Jauch vs. Student: Streiten Naturschutz und Wohnungsbau um Deutschlands Zukunft?

Eine aktuelle Folge von Wer wird Millionär? entwickelte sich zu einer Debatte über Wohnungsbau und Naturschutz. Moderator Günther Jauch hinterfragte, ob strenge Artenschutzbestimmungen den dringend benötigten Wohnungsbau in Deutschland ausbremsen. Seine Äußerungen fielen während eines Gesprächs mit dem Kandidaten Torben Löw, einem 22-jährigen Studenten der Landschaftsplanung und des Naturschutzes.
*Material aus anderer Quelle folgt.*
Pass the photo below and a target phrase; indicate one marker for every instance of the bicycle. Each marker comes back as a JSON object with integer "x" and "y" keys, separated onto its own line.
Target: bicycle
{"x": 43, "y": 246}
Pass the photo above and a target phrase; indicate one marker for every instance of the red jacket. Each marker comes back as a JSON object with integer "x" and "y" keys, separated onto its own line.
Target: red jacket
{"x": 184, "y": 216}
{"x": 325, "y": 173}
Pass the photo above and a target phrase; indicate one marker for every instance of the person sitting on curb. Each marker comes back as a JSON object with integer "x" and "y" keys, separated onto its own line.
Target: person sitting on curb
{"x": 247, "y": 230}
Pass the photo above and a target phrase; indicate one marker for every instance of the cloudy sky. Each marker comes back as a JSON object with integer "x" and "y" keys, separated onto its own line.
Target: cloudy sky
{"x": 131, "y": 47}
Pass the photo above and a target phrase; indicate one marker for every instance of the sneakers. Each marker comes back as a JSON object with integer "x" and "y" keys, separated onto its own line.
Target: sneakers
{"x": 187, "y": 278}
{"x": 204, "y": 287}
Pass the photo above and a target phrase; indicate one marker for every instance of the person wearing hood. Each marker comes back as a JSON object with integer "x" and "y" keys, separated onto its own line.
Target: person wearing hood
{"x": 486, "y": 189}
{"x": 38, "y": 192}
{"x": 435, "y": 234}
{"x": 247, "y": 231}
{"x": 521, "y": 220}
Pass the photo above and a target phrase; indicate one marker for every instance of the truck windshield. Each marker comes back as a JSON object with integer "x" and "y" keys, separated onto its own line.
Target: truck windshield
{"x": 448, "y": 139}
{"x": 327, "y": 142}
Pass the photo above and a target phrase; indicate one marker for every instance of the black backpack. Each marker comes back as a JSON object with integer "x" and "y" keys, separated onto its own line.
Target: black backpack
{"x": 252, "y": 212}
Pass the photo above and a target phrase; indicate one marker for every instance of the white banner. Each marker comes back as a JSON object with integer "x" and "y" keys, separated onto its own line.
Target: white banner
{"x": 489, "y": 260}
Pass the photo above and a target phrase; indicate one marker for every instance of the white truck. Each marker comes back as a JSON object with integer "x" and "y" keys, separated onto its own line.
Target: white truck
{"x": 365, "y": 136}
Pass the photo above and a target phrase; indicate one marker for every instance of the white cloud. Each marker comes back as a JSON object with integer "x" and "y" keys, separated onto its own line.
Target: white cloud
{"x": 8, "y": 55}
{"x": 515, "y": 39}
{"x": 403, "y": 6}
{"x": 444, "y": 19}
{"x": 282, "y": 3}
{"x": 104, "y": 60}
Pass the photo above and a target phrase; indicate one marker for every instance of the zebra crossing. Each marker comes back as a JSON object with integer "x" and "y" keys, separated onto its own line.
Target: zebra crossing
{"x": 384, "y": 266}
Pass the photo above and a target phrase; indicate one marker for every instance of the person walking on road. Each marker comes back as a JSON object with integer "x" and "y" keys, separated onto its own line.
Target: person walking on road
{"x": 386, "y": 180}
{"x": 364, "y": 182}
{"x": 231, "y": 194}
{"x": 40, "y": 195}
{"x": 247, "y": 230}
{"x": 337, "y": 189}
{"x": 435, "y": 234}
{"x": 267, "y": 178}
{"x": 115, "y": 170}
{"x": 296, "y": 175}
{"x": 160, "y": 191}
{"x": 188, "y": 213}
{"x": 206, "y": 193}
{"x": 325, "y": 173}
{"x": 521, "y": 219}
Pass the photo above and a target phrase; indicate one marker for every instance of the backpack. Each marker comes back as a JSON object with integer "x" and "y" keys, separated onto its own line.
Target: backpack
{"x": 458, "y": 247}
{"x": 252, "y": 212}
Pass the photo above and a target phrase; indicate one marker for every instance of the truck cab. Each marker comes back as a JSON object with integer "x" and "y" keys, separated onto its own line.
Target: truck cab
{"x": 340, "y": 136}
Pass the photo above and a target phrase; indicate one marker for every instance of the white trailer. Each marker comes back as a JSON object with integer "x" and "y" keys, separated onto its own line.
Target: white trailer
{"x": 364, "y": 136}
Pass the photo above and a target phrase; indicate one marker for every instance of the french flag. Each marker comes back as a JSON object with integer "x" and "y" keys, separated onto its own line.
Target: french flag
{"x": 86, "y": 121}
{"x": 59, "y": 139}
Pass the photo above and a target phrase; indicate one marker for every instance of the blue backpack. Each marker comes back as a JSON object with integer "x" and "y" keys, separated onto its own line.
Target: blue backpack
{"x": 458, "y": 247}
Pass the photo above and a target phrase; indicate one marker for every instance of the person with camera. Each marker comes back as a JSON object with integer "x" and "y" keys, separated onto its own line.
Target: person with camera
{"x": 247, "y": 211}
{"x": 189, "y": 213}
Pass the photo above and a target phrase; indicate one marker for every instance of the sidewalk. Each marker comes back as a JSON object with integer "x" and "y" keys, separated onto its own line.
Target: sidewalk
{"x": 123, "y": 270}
Löw hatte sich einen Platz auf dem heißen Stuhl gesichert, nachdem er erklärt hatte, sein Studium konzentriere sich darauf, Wohnungsbau und Artenschutz in Einklang zu bringen. Er beschrieb seine Arbeit als Bestrebung, bei neuen Wohngebieten Rücksicht auf Tierlebensräume zu nehmen – ein Kompromiss zwischen städtischer Entwicklung und Natur.

Jauch blieb skeptisch und verwies auf "tragische Fälle", in denen Naturschutzauflagen Projekte jahrelang verzögert hätten. Er betonte, Deutschland brauche dringend mehr Wohnraum, und behauptete, bürokratische Hürden – etwa die Umsiedlung geschützter Arten – blockierten oft den Baufortschritt. Der Moderator erwähnte zudem Pläne der Bundesregierung, solche Verfahren zu vereinfachen.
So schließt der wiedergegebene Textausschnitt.